Boomerang Distillation Enables Zero-Shot Model Size Interpolation
Boomerang Distillation
aim: interpolate models from a teacher size down to a small student size without having to retrain the model.
method:
- initialize the model through layer pruning, i.e. keep every other layer of the teacher model (with the weights), make sure to include the first (embedding) and last (head) layers. More generally, for a block of layers in the teacher model, keep just the first layer in the student.
- train the student using cross entropy loss + KL of predictions at each token from teacher + cosine similarity of each hidden dim from the corresponding output of the block of layers that we took the student layer from.

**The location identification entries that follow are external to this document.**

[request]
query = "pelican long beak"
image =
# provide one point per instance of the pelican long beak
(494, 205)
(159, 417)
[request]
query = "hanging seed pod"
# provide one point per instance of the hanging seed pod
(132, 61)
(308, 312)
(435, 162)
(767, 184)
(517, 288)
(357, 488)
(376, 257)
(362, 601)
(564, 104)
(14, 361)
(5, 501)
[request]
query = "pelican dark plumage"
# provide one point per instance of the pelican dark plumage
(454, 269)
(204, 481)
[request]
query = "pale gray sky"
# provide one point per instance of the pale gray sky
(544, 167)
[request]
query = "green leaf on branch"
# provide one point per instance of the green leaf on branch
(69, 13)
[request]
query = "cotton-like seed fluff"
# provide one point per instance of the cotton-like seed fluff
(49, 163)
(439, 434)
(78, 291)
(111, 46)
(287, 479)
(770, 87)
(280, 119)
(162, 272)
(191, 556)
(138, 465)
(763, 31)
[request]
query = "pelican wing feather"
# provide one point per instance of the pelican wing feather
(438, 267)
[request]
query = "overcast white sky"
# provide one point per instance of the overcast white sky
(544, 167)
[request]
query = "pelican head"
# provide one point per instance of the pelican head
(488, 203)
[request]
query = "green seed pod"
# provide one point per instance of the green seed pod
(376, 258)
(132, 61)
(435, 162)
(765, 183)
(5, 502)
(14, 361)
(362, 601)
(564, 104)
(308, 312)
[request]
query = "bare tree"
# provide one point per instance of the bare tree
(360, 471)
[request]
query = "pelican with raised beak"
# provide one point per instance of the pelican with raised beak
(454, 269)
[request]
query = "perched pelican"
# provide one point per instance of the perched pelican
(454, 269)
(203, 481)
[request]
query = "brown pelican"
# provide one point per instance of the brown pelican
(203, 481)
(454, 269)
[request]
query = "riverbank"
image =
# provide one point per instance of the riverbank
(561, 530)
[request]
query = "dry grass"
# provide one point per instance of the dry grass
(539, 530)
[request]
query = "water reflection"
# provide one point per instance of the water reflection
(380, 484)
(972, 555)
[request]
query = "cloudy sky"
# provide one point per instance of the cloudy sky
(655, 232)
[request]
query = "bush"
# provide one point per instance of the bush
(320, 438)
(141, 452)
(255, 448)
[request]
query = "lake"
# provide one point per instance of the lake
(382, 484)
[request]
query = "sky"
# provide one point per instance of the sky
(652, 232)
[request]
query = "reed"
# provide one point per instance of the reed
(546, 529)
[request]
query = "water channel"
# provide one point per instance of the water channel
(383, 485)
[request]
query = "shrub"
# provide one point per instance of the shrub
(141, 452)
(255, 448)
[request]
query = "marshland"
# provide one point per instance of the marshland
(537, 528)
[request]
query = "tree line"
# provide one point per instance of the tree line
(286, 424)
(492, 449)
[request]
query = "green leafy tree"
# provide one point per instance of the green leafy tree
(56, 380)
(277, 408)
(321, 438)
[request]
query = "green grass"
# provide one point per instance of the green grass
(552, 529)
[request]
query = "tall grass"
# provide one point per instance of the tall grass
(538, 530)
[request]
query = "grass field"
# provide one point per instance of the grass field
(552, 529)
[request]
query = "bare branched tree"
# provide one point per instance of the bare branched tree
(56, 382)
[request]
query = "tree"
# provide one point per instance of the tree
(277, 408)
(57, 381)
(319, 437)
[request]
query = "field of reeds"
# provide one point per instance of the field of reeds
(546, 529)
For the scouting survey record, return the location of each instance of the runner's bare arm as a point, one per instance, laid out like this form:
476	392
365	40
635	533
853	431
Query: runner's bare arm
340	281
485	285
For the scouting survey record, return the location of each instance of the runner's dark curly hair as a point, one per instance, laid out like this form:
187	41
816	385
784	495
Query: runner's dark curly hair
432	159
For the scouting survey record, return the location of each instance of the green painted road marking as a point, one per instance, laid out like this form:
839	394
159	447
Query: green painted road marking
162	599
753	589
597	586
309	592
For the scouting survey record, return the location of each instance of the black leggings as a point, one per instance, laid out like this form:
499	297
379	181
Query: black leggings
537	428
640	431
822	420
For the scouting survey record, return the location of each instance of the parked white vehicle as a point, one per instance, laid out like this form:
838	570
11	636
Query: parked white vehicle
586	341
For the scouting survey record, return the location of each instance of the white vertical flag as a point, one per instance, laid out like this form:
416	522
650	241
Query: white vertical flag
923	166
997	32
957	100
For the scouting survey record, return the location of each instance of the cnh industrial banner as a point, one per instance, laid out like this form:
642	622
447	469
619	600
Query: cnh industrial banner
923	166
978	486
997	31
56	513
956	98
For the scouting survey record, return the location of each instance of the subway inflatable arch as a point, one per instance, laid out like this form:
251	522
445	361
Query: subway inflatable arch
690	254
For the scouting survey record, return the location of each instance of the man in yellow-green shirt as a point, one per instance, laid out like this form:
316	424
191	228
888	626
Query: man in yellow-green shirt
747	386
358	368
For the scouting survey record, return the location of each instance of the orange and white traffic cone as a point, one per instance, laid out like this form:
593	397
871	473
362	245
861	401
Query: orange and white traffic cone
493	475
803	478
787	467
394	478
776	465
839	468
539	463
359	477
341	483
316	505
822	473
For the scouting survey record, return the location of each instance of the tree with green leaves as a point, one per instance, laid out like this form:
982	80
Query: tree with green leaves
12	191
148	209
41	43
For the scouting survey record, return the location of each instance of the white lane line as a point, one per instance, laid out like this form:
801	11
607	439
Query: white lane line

- now directly sub back in teacher blocks for individual student layers
models used were qwen3, llama 3, and pythia6.9b.
Boomerang distillation phenomenon mostly refers to step 3 working. They claimed that for this to happen, you need the model to be retrained after you prune layers, and initialized with the same teacher weights. Surprisingly though, you can actually get away somewhat fine without the KL and cosine similarity regularizer terms keeping you close to the teacher (though perplexity does go up a bit)
- in particular, this means that boomerang distillation works on DistilBERT and other distilled off the shelf models
Results: metrics were perplexity, and downstream classification/generation.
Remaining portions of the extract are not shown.